AIM-listed energy storage company, RedT, has announced a strategic review and fundraising in order to secure working capital.
It has issued a conditional £940,000 placing and is separately trying to raise up to £2.26m from shareholders. Both issues were on Thursday priced at 2p, representing a 44.8 per cent discount to Wednesday’s closing price of 3.63p. Shares tumbled on the announcement, recovering slightly to 1.3p.
Cost cutting
RedT said it needs £1.5m minimum or the fundraising will not complete. That amount, combined with current cash reserves of £1.7m should give the company sufficient capital to cover the next 4-6 months.
The firm has embarked on major cost cutting exercise and is laying off around a quarter of its workforce. A new board has been implemented, with Scott McGregor stepping down but remaining as CEO.
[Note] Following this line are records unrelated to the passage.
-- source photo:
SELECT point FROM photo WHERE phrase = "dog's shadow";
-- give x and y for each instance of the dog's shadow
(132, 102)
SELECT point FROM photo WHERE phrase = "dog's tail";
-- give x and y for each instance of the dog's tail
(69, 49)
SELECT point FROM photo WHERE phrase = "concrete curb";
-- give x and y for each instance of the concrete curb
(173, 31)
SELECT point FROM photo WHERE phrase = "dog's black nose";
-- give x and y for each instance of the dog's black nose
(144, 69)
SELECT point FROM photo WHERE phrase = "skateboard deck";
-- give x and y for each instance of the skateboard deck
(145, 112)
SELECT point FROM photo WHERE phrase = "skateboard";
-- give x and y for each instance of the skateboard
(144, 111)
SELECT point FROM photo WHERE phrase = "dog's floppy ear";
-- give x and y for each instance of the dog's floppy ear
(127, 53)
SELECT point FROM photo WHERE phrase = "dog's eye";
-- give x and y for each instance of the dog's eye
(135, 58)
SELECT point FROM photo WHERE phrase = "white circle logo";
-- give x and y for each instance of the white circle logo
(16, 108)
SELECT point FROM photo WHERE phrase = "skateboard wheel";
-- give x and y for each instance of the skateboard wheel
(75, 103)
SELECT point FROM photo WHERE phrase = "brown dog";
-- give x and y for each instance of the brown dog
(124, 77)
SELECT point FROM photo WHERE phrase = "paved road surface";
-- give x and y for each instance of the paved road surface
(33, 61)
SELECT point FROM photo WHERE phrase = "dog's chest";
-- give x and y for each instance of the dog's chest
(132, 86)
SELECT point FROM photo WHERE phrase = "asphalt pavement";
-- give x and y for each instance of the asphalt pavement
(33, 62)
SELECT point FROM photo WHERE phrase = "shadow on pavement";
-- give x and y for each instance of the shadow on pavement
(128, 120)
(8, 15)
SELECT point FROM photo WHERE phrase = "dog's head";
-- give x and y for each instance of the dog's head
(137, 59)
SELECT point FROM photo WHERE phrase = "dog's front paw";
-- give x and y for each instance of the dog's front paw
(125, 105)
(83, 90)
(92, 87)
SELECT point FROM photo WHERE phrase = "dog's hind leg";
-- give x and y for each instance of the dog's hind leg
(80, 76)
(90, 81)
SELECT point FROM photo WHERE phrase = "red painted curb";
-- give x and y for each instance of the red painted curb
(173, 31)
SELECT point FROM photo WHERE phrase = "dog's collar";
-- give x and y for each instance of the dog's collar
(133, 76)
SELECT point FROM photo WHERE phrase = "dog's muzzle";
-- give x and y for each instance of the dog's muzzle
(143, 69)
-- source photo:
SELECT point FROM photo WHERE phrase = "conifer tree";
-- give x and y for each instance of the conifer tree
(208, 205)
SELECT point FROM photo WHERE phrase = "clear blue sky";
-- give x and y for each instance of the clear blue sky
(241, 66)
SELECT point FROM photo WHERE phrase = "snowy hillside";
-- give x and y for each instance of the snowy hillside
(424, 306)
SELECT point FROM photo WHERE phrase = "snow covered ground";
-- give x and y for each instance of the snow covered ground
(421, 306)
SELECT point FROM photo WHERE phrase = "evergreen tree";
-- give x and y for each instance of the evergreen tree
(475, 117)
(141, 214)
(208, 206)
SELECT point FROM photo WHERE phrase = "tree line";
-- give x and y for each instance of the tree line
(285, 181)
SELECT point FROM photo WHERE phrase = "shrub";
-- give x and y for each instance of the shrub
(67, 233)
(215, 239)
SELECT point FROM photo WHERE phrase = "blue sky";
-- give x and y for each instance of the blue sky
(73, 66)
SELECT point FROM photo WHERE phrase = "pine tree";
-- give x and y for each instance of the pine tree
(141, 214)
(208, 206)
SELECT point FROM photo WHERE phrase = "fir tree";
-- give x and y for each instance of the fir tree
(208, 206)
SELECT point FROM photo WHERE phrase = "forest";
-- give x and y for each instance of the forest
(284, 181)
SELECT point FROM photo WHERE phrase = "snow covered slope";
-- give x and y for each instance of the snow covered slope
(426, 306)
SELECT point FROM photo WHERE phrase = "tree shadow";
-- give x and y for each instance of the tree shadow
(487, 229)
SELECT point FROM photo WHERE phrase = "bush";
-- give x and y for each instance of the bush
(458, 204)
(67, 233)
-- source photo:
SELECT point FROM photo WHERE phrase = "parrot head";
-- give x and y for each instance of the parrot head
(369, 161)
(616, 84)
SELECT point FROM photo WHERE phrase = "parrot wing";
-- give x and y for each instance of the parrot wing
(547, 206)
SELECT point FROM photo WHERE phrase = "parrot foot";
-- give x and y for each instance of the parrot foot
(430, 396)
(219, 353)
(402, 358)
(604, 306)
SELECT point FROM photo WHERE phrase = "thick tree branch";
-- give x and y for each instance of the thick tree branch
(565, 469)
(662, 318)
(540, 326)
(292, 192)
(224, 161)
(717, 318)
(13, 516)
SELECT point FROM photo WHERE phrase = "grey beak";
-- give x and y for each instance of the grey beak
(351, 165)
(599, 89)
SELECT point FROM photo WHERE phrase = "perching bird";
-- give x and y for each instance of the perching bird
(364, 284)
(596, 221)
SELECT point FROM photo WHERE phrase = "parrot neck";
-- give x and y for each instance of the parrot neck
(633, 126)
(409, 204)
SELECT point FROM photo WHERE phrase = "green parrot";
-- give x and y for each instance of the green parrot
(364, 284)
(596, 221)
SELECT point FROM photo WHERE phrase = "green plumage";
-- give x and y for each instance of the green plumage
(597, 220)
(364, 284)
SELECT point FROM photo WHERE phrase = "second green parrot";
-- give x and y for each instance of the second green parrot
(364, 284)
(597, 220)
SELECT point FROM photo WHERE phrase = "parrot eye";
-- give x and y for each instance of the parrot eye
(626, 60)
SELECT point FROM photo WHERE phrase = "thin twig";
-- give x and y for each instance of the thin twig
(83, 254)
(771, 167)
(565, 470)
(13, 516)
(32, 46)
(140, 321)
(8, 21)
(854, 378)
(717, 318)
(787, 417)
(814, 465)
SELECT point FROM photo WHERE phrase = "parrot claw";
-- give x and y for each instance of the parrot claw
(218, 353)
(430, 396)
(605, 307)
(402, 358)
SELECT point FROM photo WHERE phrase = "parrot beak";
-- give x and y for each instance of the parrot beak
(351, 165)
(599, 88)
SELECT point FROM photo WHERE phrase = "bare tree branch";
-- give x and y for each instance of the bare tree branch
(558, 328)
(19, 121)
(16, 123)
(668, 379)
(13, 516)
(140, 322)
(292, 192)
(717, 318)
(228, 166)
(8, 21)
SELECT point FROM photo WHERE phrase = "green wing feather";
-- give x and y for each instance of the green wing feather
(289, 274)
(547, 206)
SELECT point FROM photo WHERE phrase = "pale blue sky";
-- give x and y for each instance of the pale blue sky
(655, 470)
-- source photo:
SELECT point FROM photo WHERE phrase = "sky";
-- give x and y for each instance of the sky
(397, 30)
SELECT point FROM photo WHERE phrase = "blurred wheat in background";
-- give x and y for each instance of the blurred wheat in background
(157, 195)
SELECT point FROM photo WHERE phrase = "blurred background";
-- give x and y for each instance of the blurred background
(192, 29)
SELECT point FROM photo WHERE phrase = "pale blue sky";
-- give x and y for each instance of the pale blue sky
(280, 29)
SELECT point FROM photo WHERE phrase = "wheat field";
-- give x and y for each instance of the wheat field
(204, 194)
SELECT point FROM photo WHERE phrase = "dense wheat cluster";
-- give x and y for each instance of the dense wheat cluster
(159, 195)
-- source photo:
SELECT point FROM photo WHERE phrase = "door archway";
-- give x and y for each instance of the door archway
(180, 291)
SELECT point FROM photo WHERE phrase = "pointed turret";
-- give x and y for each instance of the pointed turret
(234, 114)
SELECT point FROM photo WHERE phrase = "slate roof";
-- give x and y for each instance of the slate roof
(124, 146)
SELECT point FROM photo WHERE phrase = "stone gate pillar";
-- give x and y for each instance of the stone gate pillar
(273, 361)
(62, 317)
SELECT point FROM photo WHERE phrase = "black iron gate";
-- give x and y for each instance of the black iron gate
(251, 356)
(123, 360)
Neil O’Brien, previously a non-executive director, has become executive chairman and will lead the strategic review. O’Brien has AIM experience as CEO of Alkane Energy, which was ultimately sold the Balfour Beatty for £61m.
RedT believes energy storage has greater system utility than short-burst battery storage, particularly where combined with solar PV.
The company states it has agreements for several large orders of its vanadium flow storage units, in the UK and Europe, which enable hours of storage at a time.
It recently signed a deal with Anglian Water, under which four of its flow machines totalling 60kW/300kWh will colocate with 450kW of solar PV.
The company is also involved in a trial with Centrica in Cornwall.